This crime against humanity shocked peace-loving people around the globe and caused them deep sorrow and put them into rage. America's angry reaction to this terrorism is righteous, but I must say that they are overlooking something important.
The Bush administration judged this terrorism as an act of war and vowed military retaliation against the terrorists who committed these acts and those who harbor them, while putting the finger on Osama bin Laden, sheltered in Afghanistan, as a prime suspect.
The problem is, however, that the Bush administration asked Kabul to hand over the suspected terrorist, otherwise they will take military action in spite of no decisive evidences that Osama bin Laden was behind the terrorism. If the United States retaliates militarily, it may lead to a wider war with Islam because their desire for revenge in the Middle East may backfire.

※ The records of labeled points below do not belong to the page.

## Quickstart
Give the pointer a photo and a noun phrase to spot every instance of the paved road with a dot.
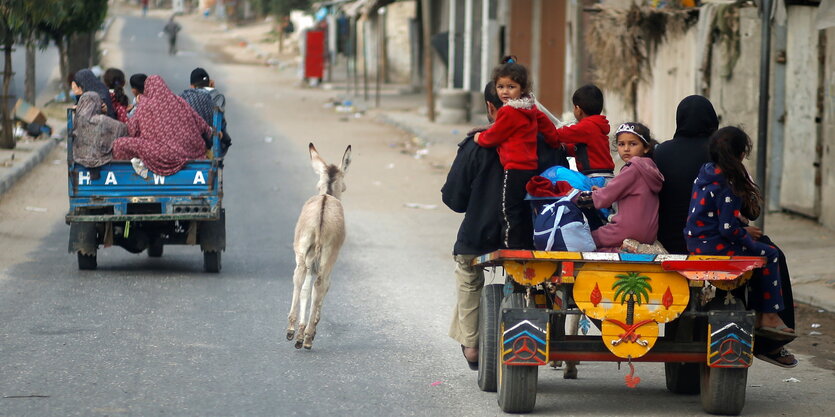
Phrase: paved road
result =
(144, 337)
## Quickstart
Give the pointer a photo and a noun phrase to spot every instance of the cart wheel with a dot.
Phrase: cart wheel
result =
(723, 389)
(516, 384)
(488, 337)
(211, 261)
(155, 249)
(682, 378)
(86, 262)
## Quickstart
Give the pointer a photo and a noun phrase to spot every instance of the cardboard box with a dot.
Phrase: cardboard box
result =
(28, 113)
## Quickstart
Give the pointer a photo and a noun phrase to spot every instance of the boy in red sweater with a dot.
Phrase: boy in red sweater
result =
(514, 135)
(588, 140)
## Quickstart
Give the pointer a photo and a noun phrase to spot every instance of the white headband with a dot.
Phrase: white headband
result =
(630, 128)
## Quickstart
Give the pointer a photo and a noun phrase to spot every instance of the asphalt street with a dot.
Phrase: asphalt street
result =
(153, 337)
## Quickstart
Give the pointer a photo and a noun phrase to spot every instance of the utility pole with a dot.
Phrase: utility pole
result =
(762, 119)
(426, 16)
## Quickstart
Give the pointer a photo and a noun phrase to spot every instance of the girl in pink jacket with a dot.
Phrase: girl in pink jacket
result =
(634, 190)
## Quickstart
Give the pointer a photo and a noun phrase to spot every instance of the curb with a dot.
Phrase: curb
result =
(18, 171)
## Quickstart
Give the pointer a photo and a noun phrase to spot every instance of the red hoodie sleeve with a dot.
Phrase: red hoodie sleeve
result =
(578, 133)
(507, 123)
(547, 128)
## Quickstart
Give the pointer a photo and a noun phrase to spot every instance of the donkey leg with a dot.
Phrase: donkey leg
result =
(298, 278)
(320, 289)
(304, 301)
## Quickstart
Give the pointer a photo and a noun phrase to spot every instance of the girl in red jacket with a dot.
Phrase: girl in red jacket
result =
(514, 135)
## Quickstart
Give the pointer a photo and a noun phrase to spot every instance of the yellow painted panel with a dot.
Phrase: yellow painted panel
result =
(530, 273)
(614, 337)
(594, 294)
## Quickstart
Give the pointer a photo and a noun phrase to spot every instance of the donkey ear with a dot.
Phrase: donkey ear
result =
(319, 165)
(346, 159)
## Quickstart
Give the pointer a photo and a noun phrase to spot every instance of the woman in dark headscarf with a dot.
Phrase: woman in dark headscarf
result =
(165, 131)
(679, 160)
(89, 82)
(94, 132)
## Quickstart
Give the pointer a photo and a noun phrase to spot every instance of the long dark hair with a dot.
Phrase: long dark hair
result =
(114, 79)
(728, 146)
(511, 68)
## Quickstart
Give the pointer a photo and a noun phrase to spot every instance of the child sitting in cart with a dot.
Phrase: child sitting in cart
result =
(588, 139)
(514, 134)
(635, 190)
(722, 194)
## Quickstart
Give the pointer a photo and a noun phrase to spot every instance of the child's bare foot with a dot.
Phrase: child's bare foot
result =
(770, 325)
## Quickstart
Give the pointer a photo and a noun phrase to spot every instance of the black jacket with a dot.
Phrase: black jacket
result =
(473, 187)
(679, 160)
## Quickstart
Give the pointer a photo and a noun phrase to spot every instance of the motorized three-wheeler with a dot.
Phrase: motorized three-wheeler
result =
(117, 205)
(631, 308)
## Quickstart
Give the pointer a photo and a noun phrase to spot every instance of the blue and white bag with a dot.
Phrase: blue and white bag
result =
(559, 225)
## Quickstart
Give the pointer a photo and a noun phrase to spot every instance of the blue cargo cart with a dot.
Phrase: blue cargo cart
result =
(120, 207)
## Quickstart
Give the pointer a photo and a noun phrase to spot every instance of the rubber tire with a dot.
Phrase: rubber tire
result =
(489, 313)
(723, 389)
(516, 384)
(682, 378)
(211, 261)
(87, 262)
(155, 249)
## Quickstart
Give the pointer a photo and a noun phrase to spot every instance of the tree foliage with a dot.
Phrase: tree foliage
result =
(24, 20)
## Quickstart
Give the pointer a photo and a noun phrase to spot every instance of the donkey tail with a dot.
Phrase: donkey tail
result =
(313, 255)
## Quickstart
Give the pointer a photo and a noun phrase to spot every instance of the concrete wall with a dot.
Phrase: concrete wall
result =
(398, 46)
(799, 191)
(736, 99)
(674, 72)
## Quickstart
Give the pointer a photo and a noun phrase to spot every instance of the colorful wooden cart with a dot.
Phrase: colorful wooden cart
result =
(642, 308)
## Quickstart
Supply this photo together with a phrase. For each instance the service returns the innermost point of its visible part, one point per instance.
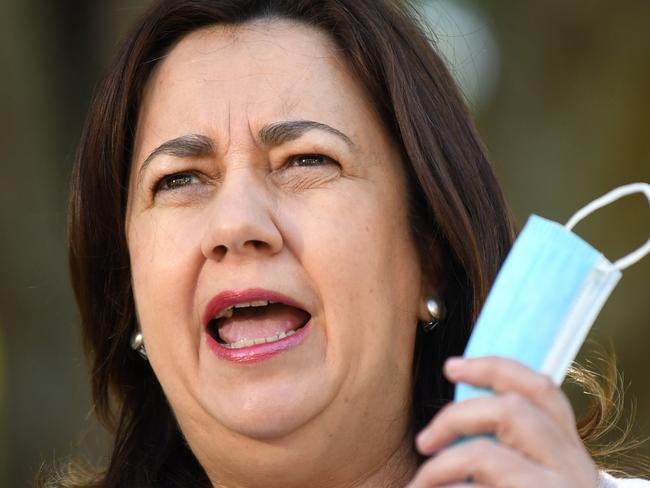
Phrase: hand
(538, 445)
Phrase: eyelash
(163, 184)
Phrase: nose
(240, 221)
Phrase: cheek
(357, 248)
(164, 256)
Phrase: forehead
(256, 72)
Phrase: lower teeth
(251, 342)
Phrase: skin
(332, 234)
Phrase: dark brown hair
(458, 215)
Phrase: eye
(309, 160)
(175, 181)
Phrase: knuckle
(513, 405)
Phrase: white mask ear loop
(606, 199)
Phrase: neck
(393, 469)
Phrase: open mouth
(258, 322)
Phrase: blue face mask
(547, 295)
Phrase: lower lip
(258, 352)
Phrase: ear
(431, 283)
(427, 289)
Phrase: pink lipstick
(252, 325)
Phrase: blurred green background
(561, 93)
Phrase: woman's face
(261, 174)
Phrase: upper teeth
(227, 312)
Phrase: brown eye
(308, 160)
(176, 181)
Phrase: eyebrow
(187, 146)
(280, 132)
(197, 145)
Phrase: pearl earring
(436, 313)
(137, 343)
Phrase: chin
(270, 409)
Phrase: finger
(485, 463)
(514, 420)
(503, 375)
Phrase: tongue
(261, 322)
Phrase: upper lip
(228, 298)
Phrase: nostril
(219, 252)
(259, 245)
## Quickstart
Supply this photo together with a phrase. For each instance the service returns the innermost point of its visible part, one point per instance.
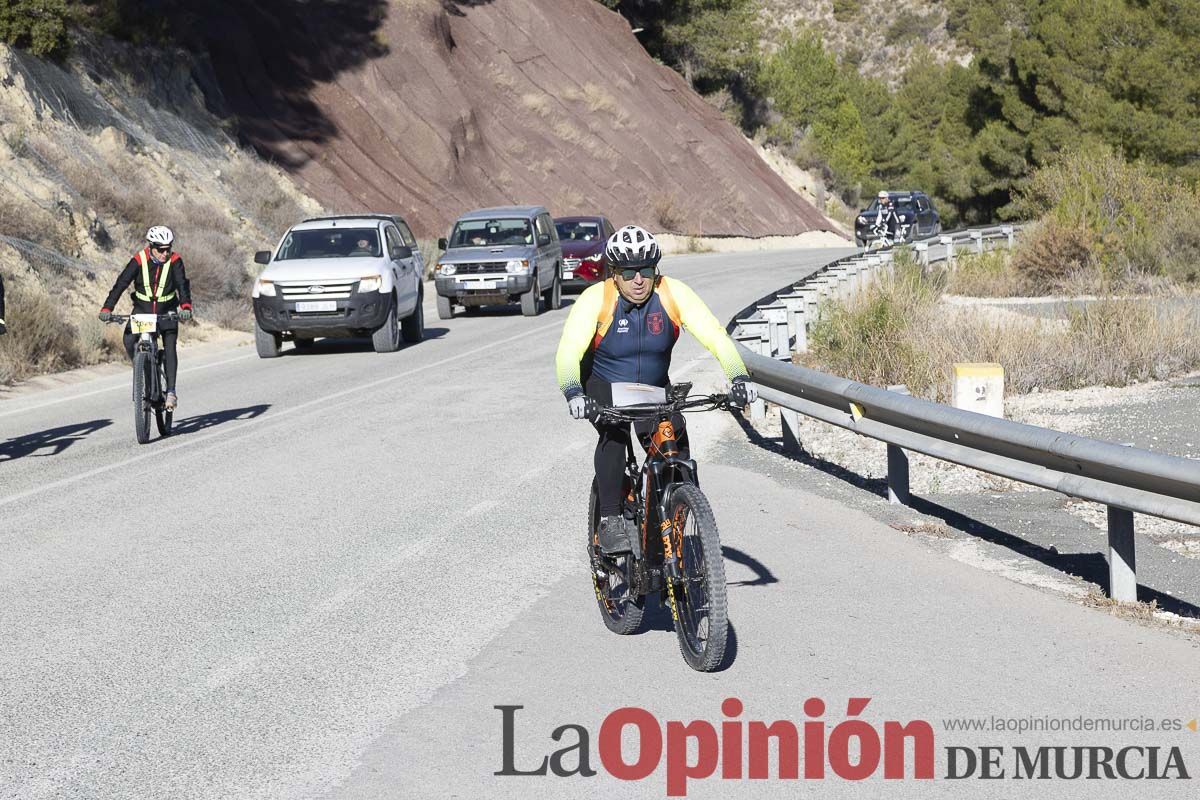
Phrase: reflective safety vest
(609, 307)
(143, 258)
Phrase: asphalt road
(325, 582)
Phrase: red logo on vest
(654, 323)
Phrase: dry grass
(1138, 612)
(258, 197)
(232, 313)
(34, 223)
(898, 332)
(990, 275)
(667, 211)
(537, 103)
(216, 268)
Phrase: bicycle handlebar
(125, 318)
(657, 410)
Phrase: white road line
(124, 385)
(253, 425)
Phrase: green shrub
(36, 25)
(1126, 218)
(846, 10)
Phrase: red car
(583, 240)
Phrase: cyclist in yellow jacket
(623, 331)
(160, 286)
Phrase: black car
(917, 217)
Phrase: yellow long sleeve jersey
(616, 341)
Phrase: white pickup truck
(340, 276)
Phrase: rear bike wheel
(703, 619)
(619, 608)
(142, 377)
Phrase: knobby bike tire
(141, 401)
(623, 614)
(162, 417)
(701, 632)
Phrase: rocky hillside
(94, 152)
(431, 107)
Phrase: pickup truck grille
(297, 290)
(474, 268)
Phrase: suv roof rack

The United States justifies its use of military power while killing innocent people in the name of the world peace. Recent actions taken by the Bush administration should be reconsidered if it is really concerned with world peace.

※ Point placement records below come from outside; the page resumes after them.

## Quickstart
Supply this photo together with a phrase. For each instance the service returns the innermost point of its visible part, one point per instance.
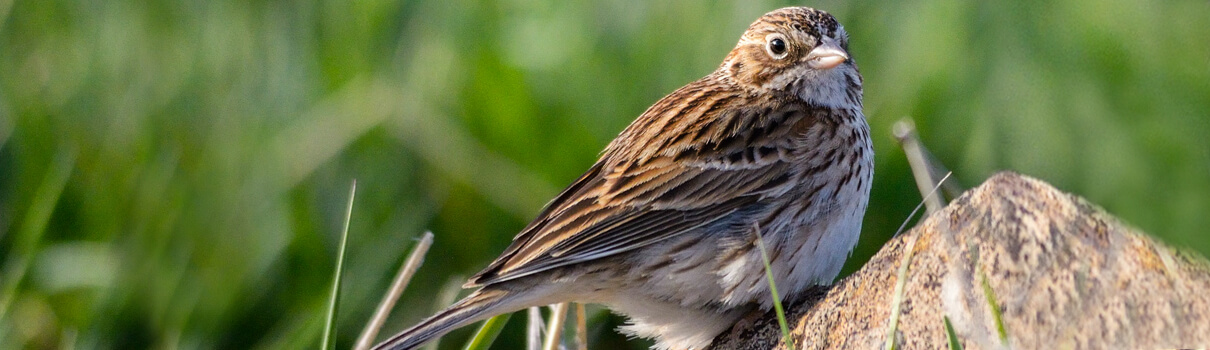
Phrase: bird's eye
(777, 47)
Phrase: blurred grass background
(173, 173)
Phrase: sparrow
(663, 227)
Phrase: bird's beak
(827, 56)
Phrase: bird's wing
(662, 177)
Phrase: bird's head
(800, 51)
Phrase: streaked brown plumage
(662, 227)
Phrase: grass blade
(488, 332)
(33, 225)
(581, 327)
(950, 334)
(772, 288)
(554, 330)
(401, 282)
(329, 328)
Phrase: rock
(1060, 273)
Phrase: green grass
(212, 141)
(772, 288)
(488, 332)
(329, 328)
(950, 336)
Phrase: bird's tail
(477, 307)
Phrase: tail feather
(477, 307)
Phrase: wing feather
(635, 196)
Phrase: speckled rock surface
(1061, 273)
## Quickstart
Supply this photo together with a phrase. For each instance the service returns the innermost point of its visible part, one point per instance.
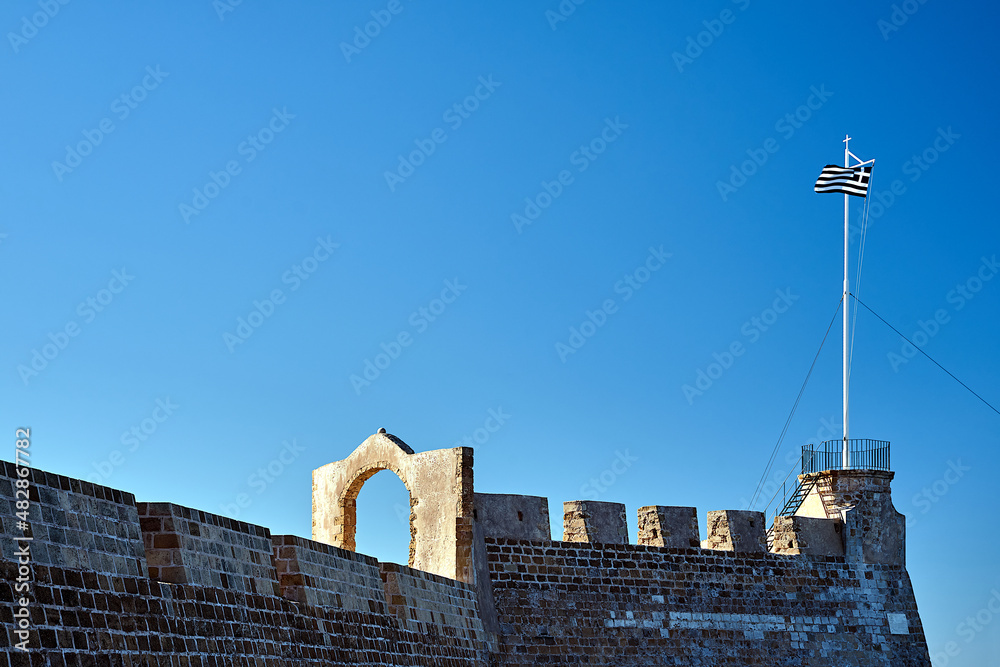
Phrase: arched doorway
(440, 487)
(383, 523)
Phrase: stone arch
(349, 506)
(440, 487)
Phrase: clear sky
(216, 217)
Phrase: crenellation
(166, 584)
(671, 527)
(512, 516)
(594, 521)
(736, 530)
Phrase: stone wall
(120, 583)
(94, 603)
(619, 604)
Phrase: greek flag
(848, 180)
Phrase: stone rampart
(115, 582)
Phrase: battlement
(112, 576)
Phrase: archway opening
(383, 526)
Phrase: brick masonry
(605, 604)
(117, 582)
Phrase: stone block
(673, 527)
(808, 536)
(513, 517)
(736, 530)
(595, 522)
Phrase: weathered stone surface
(874, 531)
(595, 602)
(321, 575)
(736, 530)
(441, 498)
(511, 516)
(623, 605)
(188, 546)
(74, 524)
(673, 527)
(594, 521)
(795, 535)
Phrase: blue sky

Another problem is the media's biased reporting. The Western press misled international society and blamed the Arabs for this terrible terrorism, as if speaking for the Bush administration's position. The media have focused only on the brutal act without considering the reasons why this terrorism occurred in terms of a historical review of the international behavior of the United States. They ignored U.S. military intervention in other nations, while being busy with disclosing the past terrorism by the Arabs. That kinds of anti-Arabic tone of the media may have directly led to revenge on Arabs in the States.
Then, what is the ultimate solution to end this vicious cycle? This disaster shows that powerful military force can not secure the safety and peace of humankind. One nation bolstering its military force for national security also threatens other countries, causing a mutual military buildup. That will bring about cold war tensions once again.
The suggestion offered by Olof Palme, former Swedish prime minister in the 1970s, is persuasive in securing world peace. He insisted that we should achieve world peace by working with our enemies not against them, and that the international security system should depend on mutual existence. Thus, it is necessary to build up trust between nations through active international exchanges instead of trying to overwhelm other countries with military power. If the United States wants to be a real leader of the world, they should try to take the lead in constructing mutual trust.